ミリヤのご両親にご挨拶に行ってその場で婚姻届を書いた。
ミリヤは『聞いてない』
と少し驚いていたが、彼女の方からご両親の前で僕にキスした。
そしてご両親にミリヤが言った。
「大丈夫だよ。流星はママ達が知っての通りいいやつだから。それにあたしが居ないとなんもできない。……本当はね、千紗ちゃんと居たいだろうけど、また繰り返すくらいならもうこのままあたしとあの島で住んじゃった方が当面は楽だよね。」
僕はご両親の前でミリヤに包まれていた。
「安心して?流を一人になんてしないから。」
「…ママ?」
「似てた?」
ミリヤが笑う。
そう。たまに母と重なる時がある。
でも一番の違いは、決断力と行動力。
これはママにはない。
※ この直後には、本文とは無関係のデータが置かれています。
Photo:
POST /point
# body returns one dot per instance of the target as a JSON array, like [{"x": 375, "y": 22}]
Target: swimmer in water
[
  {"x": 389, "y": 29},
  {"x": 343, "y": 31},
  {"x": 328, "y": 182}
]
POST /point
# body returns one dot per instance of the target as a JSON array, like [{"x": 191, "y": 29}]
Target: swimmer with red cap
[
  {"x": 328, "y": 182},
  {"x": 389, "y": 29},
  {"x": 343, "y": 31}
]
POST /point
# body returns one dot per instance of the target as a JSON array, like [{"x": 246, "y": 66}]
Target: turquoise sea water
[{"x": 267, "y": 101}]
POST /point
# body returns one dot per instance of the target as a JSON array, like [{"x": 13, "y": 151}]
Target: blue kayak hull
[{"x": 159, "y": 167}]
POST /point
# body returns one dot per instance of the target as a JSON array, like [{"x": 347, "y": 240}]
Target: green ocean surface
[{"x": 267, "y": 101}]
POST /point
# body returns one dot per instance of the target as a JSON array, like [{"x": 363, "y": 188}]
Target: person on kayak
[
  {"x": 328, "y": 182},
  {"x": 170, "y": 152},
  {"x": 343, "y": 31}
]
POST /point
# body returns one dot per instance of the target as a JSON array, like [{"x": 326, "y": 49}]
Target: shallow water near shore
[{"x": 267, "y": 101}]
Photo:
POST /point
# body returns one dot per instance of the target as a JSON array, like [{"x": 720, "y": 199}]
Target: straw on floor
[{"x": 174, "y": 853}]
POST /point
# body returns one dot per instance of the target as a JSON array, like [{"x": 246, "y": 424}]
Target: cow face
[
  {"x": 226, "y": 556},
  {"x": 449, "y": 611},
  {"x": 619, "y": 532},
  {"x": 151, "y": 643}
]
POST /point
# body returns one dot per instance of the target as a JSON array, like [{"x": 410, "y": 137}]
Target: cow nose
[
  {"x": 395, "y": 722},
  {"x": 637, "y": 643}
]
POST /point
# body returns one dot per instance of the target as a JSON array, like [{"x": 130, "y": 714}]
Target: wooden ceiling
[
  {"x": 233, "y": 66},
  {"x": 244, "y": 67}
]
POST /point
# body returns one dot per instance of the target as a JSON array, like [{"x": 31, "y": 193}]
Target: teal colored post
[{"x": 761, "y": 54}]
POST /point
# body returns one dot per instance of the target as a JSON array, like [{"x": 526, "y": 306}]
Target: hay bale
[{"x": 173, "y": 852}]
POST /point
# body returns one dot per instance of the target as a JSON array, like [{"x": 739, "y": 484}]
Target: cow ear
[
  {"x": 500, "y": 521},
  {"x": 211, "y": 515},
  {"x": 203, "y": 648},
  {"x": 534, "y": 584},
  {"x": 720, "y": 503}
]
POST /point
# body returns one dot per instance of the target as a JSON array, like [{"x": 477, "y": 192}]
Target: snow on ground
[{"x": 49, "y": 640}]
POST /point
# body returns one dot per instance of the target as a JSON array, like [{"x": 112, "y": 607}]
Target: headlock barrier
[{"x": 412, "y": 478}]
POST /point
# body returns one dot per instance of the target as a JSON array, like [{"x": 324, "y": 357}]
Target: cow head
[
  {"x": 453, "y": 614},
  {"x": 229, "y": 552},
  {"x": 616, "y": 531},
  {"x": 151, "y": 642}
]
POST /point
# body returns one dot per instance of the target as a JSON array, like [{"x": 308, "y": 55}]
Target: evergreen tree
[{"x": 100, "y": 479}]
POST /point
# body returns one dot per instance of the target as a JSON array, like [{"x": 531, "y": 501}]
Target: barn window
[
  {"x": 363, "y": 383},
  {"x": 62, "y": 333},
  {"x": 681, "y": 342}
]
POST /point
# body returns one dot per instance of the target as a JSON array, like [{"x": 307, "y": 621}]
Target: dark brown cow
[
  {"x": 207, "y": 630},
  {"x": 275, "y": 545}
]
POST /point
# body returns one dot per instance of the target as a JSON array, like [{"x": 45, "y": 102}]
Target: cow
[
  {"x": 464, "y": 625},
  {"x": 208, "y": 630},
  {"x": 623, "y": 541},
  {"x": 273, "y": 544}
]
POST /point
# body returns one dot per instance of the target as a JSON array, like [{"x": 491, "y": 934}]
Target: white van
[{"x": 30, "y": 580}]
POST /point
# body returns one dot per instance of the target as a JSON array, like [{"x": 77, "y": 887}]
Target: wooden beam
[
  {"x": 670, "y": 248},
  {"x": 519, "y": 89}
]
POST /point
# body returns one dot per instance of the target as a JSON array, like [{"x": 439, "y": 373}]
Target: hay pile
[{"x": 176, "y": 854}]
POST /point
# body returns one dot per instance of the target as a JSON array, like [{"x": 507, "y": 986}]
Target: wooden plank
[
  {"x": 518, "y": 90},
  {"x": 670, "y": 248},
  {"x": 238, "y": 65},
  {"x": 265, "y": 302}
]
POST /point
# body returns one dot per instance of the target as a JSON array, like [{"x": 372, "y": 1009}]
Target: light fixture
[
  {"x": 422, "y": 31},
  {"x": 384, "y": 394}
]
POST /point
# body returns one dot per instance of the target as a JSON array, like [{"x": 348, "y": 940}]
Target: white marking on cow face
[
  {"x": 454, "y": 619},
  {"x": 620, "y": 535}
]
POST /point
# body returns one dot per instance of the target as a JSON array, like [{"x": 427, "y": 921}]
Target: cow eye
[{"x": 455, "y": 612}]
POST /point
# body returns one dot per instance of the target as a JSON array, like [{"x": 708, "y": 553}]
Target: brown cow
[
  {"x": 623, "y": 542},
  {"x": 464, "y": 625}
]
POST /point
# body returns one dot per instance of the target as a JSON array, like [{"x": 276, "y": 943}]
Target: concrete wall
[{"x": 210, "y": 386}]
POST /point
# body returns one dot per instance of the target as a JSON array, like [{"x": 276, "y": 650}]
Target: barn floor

どちらかと言うと千紗。
なぜなら…
――――――――――――「ただいまぁ。」
「ちーたん!」
「ただいま。」
「俺も一緒に行けばよかった。」
「本当にね。」
「え?どういう事?」
「酷いから。ドア閉めた直後から『千紗大丈夫かな?帰ってこれるかな?』5分経たないくらいでまた。今の今まで。」
「そうだったの?」
千紗が笑う。
僕は既に千紗を抱きしめていた。
「迷子になるかもしれないじゃん。」
「地元だし大丈夫。」
「ナンパされたら?さらわれたら?」
「心配だったの?」
「うん」
「じゃあ次から千紗と一緒に行こう。」
「…俺の千紗だから。取られたくない。」
「分かってる。」
そう、今僕は千紗とミリヤと
ちなみに、同じマンションの隣の部屋にママも居る。
みんな家族だから。
ミリヤも正直あまり両親が好きではなくて、離れたいって思いもあったよう。
またいずれ地元に戻ることもあるかもしれない。でも今の僕らにとってはこれが一番幸せな形。